Finite le prove il giovane stava per tornare a Reggio Calabria quando viene contattato per partecipare al concerto come corista di Andrea Bocelli. Otto giorni di intense emozioni attendono Gianluca nel famoso ‘Teatro del silenzio‘, così come gli incontri fortuiti con personaggi internazionali dello spettacolo.

“Entrare a far parte dello staff artistico di Andrea Bocelli è uno dei regali più belli di questo mio anno. Essere suo corista, per me che sono cresciuto con le sue canzoni, è un’emozione grande. Parlarci, conoscerlo, stare con lui fino le due di notte a provare e riprovare”. 

È così che il tenore racconta la sua esperienza con uno dei maestri della musica italiana. I risultati ottenuti da Gianluca in così poco tempo sono la prova di quanto la forza di volontà possa spingerci lontano.

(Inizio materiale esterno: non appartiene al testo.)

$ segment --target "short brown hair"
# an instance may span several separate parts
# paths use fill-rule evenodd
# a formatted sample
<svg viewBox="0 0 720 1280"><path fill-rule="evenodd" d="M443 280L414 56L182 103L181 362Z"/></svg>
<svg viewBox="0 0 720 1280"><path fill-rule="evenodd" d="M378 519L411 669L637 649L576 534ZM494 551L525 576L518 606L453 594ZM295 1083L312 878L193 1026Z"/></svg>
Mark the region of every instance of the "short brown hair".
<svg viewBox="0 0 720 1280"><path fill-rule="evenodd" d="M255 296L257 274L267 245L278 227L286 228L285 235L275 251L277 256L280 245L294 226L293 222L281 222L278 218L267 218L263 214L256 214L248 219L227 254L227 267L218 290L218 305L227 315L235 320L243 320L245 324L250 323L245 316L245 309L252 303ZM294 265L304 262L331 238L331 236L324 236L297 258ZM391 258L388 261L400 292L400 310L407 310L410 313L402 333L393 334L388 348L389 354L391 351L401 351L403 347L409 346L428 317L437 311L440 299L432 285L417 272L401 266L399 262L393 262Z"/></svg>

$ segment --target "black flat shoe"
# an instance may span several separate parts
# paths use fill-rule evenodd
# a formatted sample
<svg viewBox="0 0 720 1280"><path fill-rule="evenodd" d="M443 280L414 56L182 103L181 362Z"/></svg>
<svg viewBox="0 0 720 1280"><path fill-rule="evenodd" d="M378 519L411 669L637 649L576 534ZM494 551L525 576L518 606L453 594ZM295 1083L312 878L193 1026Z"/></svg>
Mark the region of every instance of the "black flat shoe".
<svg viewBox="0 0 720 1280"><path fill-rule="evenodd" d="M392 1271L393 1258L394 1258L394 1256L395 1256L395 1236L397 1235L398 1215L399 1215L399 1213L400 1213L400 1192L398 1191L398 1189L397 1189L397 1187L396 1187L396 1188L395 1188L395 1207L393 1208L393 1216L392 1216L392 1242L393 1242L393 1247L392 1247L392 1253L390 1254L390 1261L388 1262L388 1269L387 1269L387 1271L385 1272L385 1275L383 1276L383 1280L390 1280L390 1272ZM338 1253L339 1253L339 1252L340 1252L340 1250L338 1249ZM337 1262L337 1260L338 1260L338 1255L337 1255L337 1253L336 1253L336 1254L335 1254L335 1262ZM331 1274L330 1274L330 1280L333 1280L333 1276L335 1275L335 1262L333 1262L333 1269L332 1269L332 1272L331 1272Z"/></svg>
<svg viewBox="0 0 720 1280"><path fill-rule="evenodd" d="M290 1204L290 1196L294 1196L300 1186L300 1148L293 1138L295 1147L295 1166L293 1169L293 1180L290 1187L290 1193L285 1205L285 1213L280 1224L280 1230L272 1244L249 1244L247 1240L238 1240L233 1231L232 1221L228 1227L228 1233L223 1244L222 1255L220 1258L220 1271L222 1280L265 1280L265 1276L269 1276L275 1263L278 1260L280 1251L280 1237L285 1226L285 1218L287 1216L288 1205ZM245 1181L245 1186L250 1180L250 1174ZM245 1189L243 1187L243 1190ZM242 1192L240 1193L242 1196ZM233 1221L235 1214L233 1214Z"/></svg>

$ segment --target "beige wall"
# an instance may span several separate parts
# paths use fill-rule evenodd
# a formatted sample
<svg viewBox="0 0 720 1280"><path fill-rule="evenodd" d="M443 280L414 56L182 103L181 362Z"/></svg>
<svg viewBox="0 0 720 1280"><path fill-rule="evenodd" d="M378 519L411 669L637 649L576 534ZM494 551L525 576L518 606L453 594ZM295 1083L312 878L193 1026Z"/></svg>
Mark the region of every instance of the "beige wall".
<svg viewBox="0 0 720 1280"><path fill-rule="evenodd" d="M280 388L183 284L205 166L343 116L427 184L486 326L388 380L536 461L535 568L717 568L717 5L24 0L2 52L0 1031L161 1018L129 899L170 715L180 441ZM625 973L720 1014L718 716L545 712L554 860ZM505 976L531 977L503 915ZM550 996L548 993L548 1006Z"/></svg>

“Partecipare all’evento mi ha dato modo di crescere e confrontarmi con un mondo che, di solito, non è mio. C’è una grande differenza tra il teatro e la tv, ma affacciarsi a generi diversi da quelli cui siamo abituati credo sia un’esperienza alternativa ed entusiasmante”. 

Di Bocelli, Gianluca ci racconta invece:

“È una persona splendida. Umano, esattamente come appare, oltre che un grandissimo professionista”.  

Pochi mesi fa Gianluca ha avuto anche la possibilità di partecipare ad un programma televisivo di grande successo: Amici di Maria De Filippi, prendendo parte alle prove del serale in sostituzione di Vittorio Grigolo.

Ciò che colpisce invece noi, di Gianluca è l’umiltà del suo racconto. Mai una parola più di un’altra e la ferma convinzione che la strada da fare sia ancora tanta prima di arrivare a parlare di successo.

“Il mio sogno è quello, un giorno, di debuttare come protagonista di un’opera in un grande teatro. Per ora studio per perfezionarmi nel canto e contemporaneamente cerco di conseguire la laurea in giurisprudenza. Nonostante adesso viva a Milano ho deciso di concludere il mio percorso di studi all’Università Mediterranea”.

Dalla chiacchierata con il giovane cantante reggino emerge infatti un particolare amore, oltre che per la musica, quello per la sua terra:

“Tengo molto alla mia città e adesso mi sto barcamenando in una vita divisa a metà. Non posso negare che andando fuori Reggio le opportunità ci sono, bisogna solamente avere il coraggio di partire, è più facile farlo che pensarlo”.

Ora non rimane che attendere il 14 settembre per vedere in tv, su Rai1, il mega show con la regia del grande Luca Tommassini.